Can someone help me with these terms. I'm a bit of an idiot when it comes to them.
Arriving in Admiralty Bay yesterday, the new internet company has two scales. One, (forgive me if I'm getting the numbers wrong, but I can't access the page now) says Data, 1024/512 bits for $3.50 a day and the other is unlimited internet for $9.50.
I thought everything that came in over the internet was data????????????????????
I chose the unlimited to watch some Netflix so I spent the big bucks, but need I have done so?


----------



## SeaDubya (Sep 5, 2015)

capta said:


> 1024/512 bits for $3.50 a day and the other is unlimited internet for $9.50.
> I thought everything that came in over the internet was data????????????????????
> I chose the unlimited to watch some Netflix so I spent the big bucks, but need I have done so?
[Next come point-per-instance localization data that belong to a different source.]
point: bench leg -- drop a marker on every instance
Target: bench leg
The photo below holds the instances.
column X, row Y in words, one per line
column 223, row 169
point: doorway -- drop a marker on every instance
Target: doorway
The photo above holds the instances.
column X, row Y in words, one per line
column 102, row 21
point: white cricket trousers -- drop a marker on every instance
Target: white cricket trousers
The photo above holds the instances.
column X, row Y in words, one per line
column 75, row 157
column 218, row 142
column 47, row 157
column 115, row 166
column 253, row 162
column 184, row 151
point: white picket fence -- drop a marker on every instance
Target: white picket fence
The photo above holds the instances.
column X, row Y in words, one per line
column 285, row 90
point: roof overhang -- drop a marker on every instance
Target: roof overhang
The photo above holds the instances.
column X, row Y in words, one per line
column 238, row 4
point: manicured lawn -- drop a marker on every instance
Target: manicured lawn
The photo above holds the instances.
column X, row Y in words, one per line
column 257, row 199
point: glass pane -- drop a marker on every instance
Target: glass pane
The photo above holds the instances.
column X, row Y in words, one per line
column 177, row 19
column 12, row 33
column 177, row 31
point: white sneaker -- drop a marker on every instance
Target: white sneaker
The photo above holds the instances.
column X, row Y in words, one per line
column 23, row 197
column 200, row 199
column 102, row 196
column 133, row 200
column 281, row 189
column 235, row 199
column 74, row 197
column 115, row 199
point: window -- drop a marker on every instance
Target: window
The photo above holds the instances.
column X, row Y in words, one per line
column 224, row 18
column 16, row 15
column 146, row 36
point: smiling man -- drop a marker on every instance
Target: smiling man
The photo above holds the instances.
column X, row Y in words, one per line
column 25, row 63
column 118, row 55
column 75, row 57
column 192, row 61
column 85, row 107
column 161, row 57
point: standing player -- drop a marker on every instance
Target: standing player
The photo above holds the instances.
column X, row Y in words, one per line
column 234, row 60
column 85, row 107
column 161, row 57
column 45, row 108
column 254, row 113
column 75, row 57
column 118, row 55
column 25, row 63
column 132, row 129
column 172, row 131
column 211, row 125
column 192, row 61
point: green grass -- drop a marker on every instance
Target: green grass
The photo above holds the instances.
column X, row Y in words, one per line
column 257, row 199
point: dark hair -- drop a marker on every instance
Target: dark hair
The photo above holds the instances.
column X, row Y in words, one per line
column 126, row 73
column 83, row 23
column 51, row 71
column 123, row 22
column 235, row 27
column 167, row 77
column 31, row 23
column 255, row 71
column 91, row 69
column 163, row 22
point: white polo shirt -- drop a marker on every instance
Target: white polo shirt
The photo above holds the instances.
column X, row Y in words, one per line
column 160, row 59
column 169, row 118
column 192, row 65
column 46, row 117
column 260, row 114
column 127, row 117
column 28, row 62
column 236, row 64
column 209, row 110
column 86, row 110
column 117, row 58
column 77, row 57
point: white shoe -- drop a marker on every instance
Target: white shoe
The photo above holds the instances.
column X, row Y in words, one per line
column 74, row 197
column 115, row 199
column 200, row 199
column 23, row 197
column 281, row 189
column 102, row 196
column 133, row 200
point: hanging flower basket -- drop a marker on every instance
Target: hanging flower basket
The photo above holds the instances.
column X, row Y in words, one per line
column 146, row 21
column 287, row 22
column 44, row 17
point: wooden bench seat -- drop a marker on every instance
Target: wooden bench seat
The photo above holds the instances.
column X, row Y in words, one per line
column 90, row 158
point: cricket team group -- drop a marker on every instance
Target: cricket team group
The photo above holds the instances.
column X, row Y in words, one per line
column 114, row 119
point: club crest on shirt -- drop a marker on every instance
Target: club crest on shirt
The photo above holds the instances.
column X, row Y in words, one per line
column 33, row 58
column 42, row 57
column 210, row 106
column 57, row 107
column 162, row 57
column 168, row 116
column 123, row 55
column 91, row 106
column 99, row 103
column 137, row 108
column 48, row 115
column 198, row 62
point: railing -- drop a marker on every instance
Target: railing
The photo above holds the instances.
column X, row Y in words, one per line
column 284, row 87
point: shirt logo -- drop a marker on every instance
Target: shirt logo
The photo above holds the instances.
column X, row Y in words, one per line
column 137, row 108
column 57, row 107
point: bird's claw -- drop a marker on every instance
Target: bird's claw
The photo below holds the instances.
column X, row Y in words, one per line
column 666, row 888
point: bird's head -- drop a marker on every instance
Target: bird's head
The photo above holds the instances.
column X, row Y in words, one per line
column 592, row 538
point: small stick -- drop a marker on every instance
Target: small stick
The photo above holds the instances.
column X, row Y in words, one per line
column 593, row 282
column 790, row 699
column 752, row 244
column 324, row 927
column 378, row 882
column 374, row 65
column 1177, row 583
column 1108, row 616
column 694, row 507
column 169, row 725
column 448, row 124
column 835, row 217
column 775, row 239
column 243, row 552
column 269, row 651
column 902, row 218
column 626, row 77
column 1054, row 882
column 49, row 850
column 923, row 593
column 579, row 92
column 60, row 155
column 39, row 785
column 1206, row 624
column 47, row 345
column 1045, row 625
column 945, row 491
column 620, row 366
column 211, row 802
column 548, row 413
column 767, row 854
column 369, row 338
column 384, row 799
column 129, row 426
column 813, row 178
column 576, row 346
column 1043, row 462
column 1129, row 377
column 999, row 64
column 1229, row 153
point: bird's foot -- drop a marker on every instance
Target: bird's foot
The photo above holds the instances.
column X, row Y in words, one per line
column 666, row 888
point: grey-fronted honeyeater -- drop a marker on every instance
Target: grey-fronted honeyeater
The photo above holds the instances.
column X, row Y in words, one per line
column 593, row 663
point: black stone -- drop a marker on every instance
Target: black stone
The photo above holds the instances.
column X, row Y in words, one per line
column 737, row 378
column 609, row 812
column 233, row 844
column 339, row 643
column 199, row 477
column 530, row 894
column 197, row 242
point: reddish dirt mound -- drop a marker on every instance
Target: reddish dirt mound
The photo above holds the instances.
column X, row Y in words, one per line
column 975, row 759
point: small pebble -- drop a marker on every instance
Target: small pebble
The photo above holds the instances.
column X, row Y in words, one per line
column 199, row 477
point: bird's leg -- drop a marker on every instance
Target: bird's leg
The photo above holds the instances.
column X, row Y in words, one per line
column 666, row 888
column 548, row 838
Unless you mis-typed what they were offering, you got a great deal. A 'bit' is short for Binary Integer. A bit can only be a single value of 1 or 0 and computer code (data) is made up of numerous bits (1's and 0's). If they offered you 1,250 bits that's 0.000000128 GB or 0.000000032% of a Netflix movie (assuming about 4GB for one movie). You'd get to watch about 0.23 milliseconds of the movie before they cut you off. I doubt they are charging $3.50 for that, which I why I imagine it's a typo or misunderstanding.

I assume that maybe they meant 1GB(8,000,000,000 bits) or 1 MB (8,000,000 bits) for $3.50 per day and maybe just got lost in translation. Either way, you got a good deal. Hotel internet when you pay for it (usually premium upgrade speeds) is about the same price or more...so you aren't really getting taken advantage of.


----------



## SVAuspicious (Oct 31, 2006)

capta said:


> One (forgive me if I'm getting the numbers wrong, but I can't access the page now) says Data, 1024/512 bits for $3.50 a day and the other is unlimited internet for $9.50.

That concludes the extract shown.